Diagnosis: Acute Lymphoblastic Leukemia
Raul and Gloria have two little girls: Emily, aged four, and her sister, aged three. Life was pretty good, except that Raul was laid off from his job in early 2020 due to the pandemic. Gloria had already stopped working to be a full-time mom.
“We had a lot of savings, though,” she explained. “Once the girls were born, I spent as little money as possible, so we weren’t too worried, especially since our family is so supportive.”
Isabel was an active toddler with a good appetite, so it was odd when she started sleeping a lot and not eating much. She began limping and complaining that her side hurt, but when they took her to the ER, they said it could be gas from constipation. The issues continued, however, and Gloria also noticed some bruises. The doctor took one look at Isabel and told them to go to the ER to get lab work immediately.
Gloria was unable to go into the hospital because she had not yet had her Covid vaccination.
“She is a mommy’s girl, so she was upset, and my husband was texting me saying, ‘She wants you.’ I drove back to the hospital parking lot and was about to leave when Raul called and told me that I was getting a special pass. All I could think was it must be something bad for them to let me go in, but I was trying to stay calm. When I arrived, Raul was in tears and unable to speak. The doctor came in and said that they were getting the ambulance ready. They had noticed that Isabel’s counts were low, that she had bruises and was limping; everything was pointing to Leukemia. Of course, Raul had to go with her, and I had to go home and pack bags for them. I couldn’t sleep, I was thinking, ‘Why us? What did I do?’”

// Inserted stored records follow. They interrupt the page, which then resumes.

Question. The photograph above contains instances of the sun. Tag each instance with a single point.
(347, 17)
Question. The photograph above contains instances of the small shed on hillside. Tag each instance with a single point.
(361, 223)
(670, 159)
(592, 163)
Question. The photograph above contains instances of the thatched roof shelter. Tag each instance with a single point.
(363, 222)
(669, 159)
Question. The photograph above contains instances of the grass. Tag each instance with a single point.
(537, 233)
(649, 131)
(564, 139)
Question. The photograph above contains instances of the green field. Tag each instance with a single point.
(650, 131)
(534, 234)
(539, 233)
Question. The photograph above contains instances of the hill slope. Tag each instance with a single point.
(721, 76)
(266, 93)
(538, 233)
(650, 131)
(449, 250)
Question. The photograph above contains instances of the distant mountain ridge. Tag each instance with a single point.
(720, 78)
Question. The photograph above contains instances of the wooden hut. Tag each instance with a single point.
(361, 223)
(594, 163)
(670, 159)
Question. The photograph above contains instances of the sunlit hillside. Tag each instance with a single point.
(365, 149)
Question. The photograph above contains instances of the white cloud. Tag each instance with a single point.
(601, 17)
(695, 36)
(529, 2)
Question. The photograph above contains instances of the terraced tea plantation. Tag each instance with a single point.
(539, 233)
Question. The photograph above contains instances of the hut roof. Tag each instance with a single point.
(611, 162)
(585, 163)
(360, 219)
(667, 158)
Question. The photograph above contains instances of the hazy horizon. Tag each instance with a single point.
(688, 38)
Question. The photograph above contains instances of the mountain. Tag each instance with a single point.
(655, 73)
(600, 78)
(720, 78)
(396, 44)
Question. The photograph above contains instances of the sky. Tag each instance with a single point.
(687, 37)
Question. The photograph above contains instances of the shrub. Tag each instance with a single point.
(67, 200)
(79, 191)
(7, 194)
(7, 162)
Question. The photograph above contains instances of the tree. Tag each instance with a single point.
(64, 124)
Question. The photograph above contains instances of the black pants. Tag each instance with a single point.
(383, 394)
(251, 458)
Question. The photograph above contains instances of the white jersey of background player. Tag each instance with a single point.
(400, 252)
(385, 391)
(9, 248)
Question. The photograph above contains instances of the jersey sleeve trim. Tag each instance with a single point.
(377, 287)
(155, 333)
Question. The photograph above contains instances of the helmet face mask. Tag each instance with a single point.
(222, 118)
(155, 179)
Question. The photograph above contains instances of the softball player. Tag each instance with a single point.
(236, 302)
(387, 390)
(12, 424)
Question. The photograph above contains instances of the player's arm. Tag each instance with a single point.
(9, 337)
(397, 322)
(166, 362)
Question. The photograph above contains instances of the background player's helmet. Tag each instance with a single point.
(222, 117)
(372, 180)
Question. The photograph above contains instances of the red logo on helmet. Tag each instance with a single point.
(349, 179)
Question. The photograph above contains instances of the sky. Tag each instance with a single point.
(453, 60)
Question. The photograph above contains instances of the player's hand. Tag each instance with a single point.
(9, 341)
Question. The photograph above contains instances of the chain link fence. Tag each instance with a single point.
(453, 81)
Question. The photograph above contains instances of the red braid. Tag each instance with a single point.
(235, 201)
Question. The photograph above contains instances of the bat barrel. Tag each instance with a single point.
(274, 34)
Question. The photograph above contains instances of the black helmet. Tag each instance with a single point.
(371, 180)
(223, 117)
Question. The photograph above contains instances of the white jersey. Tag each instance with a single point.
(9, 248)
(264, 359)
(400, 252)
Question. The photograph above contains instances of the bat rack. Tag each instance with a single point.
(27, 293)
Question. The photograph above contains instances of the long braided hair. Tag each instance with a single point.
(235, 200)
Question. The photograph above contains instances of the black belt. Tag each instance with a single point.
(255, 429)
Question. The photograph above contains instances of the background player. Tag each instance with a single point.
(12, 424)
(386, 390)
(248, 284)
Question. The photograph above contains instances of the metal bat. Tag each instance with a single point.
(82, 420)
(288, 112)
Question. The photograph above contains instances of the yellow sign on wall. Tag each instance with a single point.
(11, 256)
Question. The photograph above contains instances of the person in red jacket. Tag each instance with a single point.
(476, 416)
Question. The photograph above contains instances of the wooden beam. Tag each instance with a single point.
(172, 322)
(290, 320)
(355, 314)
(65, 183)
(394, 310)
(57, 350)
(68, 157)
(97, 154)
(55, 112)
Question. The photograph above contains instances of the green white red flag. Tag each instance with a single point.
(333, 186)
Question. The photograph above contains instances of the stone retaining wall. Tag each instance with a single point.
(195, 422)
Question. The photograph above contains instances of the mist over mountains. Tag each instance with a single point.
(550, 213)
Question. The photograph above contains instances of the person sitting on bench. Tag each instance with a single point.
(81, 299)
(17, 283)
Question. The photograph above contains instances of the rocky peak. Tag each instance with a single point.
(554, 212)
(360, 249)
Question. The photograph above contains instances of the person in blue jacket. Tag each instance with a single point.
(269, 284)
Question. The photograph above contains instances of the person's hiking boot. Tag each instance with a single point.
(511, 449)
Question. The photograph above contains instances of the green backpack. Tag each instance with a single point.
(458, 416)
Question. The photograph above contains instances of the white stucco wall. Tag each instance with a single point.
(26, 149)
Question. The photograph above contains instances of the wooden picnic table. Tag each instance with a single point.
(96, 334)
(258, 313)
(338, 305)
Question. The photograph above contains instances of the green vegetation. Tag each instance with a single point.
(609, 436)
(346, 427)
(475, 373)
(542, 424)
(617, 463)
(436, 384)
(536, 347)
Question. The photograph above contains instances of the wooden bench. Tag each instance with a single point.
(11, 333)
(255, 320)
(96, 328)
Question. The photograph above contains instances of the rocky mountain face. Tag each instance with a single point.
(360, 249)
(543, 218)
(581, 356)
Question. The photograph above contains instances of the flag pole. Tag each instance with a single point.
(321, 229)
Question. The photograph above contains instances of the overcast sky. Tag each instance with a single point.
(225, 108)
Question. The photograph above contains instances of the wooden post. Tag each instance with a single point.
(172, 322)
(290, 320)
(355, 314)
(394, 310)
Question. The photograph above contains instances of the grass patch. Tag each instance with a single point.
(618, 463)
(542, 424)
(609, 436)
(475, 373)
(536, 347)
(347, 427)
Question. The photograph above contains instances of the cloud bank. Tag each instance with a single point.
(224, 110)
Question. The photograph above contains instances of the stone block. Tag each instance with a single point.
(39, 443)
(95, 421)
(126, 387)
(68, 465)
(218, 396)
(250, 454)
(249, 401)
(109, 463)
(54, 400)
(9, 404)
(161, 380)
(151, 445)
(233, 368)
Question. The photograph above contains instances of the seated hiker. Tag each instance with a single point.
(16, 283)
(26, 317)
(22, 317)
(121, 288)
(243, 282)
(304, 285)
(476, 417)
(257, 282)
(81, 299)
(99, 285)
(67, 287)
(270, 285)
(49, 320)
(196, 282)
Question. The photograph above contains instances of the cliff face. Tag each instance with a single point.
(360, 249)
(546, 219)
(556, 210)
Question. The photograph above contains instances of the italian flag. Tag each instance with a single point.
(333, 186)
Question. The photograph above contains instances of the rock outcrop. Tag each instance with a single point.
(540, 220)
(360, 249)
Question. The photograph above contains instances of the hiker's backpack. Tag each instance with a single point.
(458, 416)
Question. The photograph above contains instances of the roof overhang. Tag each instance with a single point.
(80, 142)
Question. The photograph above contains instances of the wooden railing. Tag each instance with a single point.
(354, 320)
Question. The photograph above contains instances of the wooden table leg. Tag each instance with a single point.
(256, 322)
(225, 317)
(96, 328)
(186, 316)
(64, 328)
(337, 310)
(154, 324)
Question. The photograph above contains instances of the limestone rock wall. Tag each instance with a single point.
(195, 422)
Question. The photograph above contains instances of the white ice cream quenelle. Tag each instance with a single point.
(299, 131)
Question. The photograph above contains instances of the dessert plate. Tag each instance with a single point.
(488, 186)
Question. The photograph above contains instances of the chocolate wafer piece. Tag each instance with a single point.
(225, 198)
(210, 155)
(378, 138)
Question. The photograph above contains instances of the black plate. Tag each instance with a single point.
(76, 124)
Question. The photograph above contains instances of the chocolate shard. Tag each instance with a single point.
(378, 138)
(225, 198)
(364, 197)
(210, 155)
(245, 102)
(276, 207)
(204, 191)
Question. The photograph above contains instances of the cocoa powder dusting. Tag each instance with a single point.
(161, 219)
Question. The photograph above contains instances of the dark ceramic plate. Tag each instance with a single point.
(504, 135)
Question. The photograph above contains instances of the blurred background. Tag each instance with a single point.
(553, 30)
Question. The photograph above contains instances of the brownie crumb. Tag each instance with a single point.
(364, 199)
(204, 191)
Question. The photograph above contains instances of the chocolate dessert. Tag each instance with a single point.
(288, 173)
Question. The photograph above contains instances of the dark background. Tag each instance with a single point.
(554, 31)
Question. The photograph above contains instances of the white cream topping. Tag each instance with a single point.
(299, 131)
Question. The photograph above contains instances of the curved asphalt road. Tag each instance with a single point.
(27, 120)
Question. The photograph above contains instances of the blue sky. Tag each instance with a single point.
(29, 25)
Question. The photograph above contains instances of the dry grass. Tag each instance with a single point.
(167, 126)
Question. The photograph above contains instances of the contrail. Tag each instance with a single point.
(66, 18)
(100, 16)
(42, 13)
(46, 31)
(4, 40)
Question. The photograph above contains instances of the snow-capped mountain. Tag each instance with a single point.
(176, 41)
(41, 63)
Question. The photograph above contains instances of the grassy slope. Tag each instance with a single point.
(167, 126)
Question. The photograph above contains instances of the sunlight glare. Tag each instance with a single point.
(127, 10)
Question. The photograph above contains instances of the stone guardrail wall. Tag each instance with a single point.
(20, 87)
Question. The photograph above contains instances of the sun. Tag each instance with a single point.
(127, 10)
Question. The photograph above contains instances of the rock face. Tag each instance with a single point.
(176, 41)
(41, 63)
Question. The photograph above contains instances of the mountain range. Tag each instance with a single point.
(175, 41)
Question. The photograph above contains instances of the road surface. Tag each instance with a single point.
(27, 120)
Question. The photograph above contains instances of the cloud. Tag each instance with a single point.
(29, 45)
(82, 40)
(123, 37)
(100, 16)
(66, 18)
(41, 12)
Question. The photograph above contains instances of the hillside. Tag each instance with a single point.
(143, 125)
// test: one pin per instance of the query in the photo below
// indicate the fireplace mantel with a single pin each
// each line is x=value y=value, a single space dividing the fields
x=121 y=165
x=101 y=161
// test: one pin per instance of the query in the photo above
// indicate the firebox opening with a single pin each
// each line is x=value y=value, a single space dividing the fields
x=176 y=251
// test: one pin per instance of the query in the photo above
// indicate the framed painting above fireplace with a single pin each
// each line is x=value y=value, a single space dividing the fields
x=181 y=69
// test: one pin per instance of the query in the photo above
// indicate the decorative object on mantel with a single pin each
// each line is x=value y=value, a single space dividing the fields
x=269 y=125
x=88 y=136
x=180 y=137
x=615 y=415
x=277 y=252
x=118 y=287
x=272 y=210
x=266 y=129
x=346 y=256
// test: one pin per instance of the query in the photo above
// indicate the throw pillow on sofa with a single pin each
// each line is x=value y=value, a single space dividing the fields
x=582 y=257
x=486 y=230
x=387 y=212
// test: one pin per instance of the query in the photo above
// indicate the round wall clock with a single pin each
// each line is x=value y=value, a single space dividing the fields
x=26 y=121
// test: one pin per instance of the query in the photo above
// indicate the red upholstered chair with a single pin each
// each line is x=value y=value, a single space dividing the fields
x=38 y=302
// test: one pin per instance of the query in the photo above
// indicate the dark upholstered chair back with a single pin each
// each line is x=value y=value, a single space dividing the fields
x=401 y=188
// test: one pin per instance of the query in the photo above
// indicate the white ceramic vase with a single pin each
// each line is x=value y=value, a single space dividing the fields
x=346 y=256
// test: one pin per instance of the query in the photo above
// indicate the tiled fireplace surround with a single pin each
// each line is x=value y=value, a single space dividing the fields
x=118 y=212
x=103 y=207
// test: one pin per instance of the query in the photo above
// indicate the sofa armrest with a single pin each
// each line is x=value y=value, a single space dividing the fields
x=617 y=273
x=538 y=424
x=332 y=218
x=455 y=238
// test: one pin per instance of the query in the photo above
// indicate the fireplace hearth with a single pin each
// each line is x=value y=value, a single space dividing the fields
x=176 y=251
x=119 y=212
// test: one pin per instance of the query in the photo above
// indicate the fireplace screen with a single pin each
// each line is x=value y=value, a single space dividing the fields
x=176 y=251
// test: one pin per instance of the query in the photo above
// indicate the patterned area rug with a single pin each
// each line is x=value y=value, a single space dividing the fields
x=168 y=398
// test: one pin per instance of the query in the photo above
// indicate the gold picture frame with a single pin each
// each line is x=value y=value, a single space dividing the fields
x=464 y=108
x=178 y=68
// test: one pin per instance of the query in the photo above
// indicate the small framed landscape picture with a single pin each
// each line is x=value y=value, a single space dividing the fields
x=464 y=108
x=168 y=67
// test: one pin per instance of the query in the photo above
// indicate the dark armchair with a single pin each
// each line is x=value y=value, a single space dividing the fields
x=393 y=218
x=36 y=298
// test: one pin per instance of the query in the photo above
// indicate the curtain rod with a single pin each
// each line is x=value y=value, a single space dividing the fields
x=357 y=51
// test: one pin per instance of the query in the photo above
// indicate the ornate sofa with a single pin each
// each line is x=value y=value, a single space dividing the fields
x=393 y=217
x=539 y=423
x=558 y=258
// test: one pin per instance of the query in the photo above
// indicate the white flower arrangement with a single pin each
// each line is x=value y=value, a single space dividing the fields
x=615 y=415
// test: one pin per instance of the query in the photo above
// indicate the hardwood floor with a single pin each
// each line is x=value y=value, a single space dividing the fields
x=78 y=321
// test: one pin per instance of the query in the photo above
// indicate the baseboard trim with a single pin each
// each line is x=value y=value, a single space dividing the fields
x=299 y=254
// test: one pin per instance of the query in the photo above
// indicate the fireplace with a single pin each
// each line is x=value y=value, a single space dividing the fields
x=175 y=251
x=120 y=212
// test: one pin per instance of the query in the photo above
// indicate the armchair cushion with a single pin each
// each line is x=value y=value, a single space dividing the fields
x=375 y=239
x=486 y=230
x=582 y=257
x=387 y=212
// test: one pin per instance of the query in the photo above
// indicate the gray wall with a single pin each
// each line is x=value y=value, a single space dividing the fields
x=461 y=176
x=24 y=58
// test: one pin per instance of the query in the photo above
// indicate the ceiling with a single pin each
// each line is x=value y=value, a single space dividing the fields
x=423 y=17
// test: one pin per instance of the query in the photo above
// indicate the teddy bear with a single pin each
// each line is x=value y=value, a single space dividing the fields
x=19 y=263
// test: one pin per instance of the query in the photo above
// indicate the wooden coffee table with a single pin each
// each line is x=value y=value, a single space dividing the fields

The next morning, the oncologist came in and told them that it was acute lymphoblastic leukemia (ALL) (B-Cell). They were in the hospital for about three weeks.
“Gas was so expensive, and then the car started giving me brake problems. Since it was a newer car, we decided to give it back and just have the one car. This happened two months after she was diagnosed.”
“Our social worker helped us so much and we got food stamps plus we already had Medicare. We were also going through our savings despite only buying necessities. I told my husband that we shouldn’t have Christmas this year. However, we ended up receiving a tree from the Teddy Bear Foundation plus $100 for each girl for toys. Christmas ended up being pretty good. We were so thankful.”
Isabel is still getting chemo once per month and lumbar punctures every three months, so the family still drives regularly to the hospital. Then there are the times when she gets a fever, which means going to the hospital. It’s easy for her to get sick. She has a cough and a runny nose more often, and recently she had RSV and then Covid. Isabel will continue to receive chemotherapy until October 2023.
“It's been very hard for Emily; she misses her sister and us going back and forth to the hospital. Not being able to have visitors hurts both girls. They were always together and are only 10 months apart. One time our family all went to the hospital lobby and Isabel was able to see them. That felt good.”
“The worst moment was when Isabel had a bad reaction to the chemo. She started coughing and her lips went purple. She was having a hard time breathing; it was very scary. Thankfully the Benadryl worked, and she improved quickly.”
“Pinky Swear sent us an Orange Envelope, it felt good that there are Foundations out there willing to help families and to get support from people who don’t even know us. We felt very happy and thankful to get the support to get our mortgage paid and not worry about that for at least that month. We appreciate the hard work Pinky swear puts to help families and letting them know they are not alone! Thank you so much for all the love and support, it brings happiness to the families when we need it the most.”
Isabel is doing well. She loves Minnie Mouse, animals and Peppa Pig.
“She wants me to get a horse, a cow and a goat and put them in the backyard,” laughed Gloria.